Geometry help

[BlckMgk]

Its been a while since I did geometry in school but I need some help with some right triangle measurements.

I have a leg length of 2 inches and 4 inches and they intersect at a right angle (90degrees)

What I need to know is:
The angle where the hypotnous and the 4inch leg meet.
The angle where the 2inch leg and the hypotnous meet.
And the length of the hypotnous.

From trying to refresh by searching the web I found the Sine, Cosine, and Tangent formulas but forgot how to apply them.

Please help!

-Blck

[megadud]

45 you're welcome

[vorticon]

short leg angle where it meets the hypotenuse is 28.64 degrees (1/ (2/4 *tan))
the other angle is 64.36 degrees (90 - 28.64)

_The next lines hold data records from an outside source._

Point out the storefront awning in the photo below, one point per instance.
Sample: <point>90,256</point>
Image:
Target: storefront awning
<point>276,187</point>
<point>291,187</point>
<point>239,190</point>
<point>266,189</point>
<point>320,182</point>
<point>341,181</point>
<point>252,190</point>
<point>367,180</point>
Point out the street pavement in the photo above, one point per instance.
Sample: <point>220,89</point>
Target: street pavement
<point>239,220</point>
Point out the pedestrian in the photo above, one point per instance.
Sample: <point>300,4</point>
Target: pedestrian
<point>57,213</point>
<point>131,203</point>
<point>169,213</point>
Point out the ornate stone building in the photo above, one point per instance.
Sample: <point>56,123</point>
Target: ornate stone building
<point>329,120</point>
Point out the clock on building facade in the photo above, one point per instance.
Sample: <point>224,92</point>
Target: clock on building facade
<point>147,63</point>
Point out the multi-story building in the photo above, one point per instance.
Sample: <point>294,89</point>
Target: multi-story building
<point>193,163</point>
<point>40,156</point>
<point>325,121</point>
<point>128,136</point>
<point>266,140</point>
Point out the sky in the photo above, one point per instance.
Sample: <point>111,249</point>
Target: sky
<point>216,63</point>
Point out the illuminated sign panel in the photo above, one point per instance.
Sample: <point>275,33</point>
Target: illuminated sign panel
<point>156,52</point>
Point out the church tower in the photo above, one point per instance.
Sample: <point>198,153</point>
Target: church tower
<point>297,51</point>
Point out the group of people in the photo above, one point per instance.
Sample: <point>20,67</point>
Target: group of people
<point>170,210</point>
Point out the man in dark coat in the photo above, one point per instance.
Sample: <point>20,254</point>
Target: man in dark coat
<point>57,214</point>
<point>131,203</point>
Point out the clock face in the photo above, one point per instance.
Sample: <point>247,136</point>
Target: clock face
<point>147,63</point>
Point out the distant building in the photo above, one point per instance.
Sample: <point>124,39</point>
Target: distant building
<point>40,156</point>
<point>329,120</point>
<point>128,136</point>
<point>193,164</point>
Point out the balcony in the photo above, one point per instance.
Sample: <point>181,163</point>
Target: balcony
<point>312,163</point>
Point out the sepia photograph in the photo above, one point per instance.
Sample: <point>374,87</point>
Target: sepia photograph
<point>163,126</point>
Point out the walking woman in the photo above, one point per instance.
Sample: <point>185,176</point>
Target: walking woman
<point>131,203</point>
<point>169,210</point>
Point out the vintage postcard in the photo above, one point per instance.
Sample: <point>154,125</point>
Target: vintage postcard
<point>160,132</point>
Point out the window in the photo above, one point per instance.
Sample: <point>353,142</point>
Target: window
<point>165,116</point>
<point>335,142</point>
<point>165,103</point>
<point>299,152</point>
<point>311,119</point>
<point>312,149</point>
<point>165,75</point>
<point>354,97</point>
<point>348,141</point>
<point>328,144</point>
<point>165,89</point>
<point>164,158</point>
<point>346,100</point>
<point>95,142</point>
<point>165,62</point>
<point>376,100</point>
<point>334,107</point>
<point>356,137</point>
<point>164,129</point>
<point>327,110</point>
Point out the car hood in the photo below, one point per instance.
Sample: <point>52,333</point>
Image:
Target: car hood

the length is 4. 47(4/ sine(64.36))


but dont take my word for it, i was never to great at it when i was doing every day, let alone after a couple years of not doing it at all (or actually, letting the fancy construction calculator figure it out for me)

[john9001]

my calculating machine says

hypotenuse= 4.4721

angle for 4 inch leg=26.565

angle for 2 inch leg=63.435

[BlckMgk]

you guys got the same length, but different angles, how come?

-Blck..

BTW thanks!

[kamilyun]

a ------- 4 in ------------------- b
|                                      
                               
2                          
i                  
n            
           
|      
c

Length of hyp = (4^2 + 2^2)^1/2 = 20^1/2 = 2*5^1/2... "the square root of 20" or "two times the square root of five"

soh cah toa

sin = opposite over hyp
cos = adjacent over hyp
tan = opposite over adjacent

tan b = 2/4 = 0.5; b = tan^-1 (0.5) = i don't have my nice calc with me
tan c = 4/2 = 2; c = tan^-1 of (2.0) = ditto

Edit:  sweet online scientific calculator

inverse tanget of 0.5 = 26.57 degrees, this is angle b
inverse tanget of 2.0 = 63.43 degrees, this is angle c

They add up to 90...

[Dux]

SOHCAHTOA!

Glad somebody else remembers that.

[vorticon]

Originally posted by BlckMgk
you guys got the same length, but different angles, how come?

-Blck..

BTW thanks!

i was using the windows scientific calculator, and probably pressed the buttons in the wrong order.

[SIK1]

Using pathagareom therum (2^2+4^2)= hypotonus^2.

Hypotonus= 4.47"

using the law of sines the small angle is =27*
again using the law of sines the large angle is =63*

[FastFwd]

Originally posted by john9001
my calculating machine says

hypotenuse= 4.4721

angle for 4 inch leg=26.565

angle for 2 inch leg=63.435

Agreed.

[storch]

Originally posted by john9001
my calculating machine says

hypotenuse= 4.4721

angle for 4 inch leg=26.565

angle for 2 inch leg=63.435

yup

[SIK1]

You actually don't have enough significant figures to have anything less than a whole degree. Truthfuly the length of the hypotanus should be no more than two sig figs rounding up to 4.5".

[Jackal1]

OK, while you have those  brains fired up.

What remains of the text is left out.